Real-time in situ sensing of multiple water quality related parameters using micro-electrode array (MEA) fabricated by inkjet-printing technology (IPT)

Water and wastewater treatment processes has been monitored using expensive yet inefficient “single-point” probes that can only measure single parameter at single point without obtaining a complete picture of physicochemical or biochemical status. The study targeted at this crucial challenge by developing novel micro-electrode array (MEA) sensors using ink-jet printing technology (IPT). Multiple mm-sized electrodes were printed on a flexible film for simultaneous monitoring of multiple parameters at high temporal and spatial resolution. The calibration of four types of MEA sensors (temperature, conductivity, dissolved oxygen (DO) and pH) in water solution showed high coefficient of determination (R² > 0.99) between the MEA readings and the parameter targeted. The shock tests demonstrated high accuracy of MEA sensors and rapid response with a reading frequency of 0.1 s, which captured the shock impacts in more details than commercial probes. Furthermore, patterning multiple types of MEA sensors on a single film enables the auto-correction between the parameters targeted and reduces the measurement errors. MEA surface property observed during 4-week immersion into wastewater and waste sludge revealed the intact structure and high mechanic stability.
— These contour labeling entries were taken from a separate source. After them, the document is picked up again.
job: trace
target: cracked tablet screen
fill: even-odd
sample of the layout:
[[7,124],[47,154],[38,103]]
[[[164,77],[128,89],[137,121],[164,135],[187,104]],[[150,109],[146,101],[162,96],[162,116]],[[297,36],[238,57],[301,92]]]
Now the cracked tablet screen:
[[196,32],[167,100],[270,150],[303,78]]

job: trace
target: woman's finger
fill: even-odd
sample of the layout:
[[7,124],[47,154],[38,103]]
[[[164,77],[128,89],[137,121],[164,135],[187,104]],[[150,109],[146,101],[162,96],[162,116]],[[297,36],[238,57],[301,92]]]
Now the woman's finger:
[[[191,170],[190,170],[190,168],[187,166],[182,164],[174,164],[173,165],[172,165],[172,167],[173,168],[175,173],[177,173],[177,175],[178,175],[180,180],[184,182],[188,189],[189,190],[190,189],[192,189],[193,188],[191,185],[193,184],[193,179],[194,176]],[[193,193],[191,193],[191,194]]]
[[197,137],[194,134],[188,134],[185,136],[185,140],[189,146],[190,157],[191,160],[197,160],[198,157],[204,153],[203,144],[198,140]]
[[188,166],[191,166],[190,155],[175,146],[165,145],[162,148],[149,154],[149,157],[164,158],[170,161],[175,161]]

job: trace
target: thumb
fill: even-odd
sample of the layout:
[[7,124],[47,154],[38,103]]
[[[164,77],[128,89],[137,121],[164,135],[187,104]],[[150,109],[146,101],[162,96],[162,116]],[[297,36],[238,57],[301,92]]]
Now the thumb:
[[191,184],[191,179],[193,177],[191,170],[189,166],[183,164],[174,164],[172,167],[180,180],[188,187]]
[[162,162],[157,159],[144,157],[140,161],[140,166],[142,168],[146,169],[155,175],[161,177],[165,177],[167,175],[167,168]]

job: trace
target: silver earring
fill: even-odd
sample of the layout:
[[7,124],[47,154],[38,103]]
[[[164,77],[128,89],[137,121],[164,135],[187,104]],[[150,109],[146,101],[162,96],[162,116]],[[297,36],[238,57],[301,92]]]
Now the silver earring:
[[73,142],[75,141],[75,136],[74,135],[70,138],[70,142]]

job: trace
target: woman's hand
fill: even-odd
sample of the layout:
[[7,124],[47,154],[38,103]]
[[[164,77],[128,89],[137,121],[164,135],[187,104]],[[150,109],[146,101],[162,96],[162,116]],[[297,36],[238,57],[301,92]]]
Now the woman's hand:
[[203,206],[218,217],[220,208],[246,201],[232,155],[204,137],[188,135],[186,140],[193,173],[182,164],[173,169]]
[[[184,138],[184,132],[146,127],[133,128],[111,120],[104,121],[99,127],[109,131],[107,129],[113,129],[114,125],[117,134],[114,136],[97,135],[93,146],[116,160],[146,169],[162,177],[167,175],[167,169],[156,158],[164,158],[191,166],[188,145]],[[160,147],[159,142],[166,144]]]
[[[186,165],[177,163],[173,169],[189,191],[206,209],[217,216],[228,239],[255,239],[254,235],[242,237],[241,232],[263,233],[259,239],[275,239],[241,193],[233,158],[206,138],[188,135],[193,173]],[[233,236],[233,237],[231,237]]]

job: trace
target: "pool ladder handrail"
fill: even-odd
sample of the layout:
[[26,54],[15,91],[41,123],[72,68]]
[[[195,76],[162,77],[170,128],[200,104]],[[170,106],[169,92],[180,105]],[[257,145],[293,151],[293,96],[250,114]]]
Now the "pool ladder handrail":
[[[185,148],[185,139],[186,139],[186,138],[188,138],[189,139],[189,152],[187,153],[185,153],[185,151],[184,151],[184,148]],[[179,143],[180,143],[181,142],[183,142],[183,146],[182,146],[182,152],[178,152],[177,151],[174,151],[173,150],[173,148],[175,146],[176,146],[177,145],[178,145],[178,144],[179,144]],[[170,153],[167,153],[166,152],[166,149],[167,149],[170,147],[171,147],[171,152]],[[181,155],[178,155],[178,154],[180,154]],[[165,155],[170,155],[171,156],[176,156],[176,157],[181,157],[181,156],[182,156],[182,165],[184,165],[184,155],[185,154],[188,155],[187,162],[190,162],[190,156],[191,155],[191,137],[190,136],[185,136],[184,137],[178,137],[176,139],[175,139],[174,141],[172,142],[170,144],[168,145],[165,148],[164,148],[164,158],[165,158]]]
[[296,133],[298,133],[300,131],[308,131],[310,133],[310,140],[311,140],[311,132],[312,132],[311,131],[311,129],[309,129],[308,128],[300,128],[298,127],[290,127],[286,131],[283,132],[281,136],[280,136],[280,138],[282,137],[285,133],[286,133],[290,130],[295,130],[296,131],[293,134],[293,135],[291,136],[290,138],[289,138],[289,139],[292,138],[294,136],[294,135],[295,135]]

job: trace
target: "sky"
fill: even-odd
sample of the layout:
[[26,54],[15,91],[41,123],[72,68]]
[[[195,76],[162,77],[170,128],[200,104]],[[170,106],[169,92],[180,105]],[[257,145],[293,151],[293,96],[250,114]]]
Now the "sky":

The study clearly demonstrated the unbeatable advantages of MEAs over existing “single-point” probes: compact sensor configuration, multiple-parameter monitoring in a single measurement, easy fabrication and ultra-low cost ($0.2/sensor), which will decode the system “black box”, provide complete dataset for switch control strategy, and enhance the treatment performance at the lowest capital and operational cost.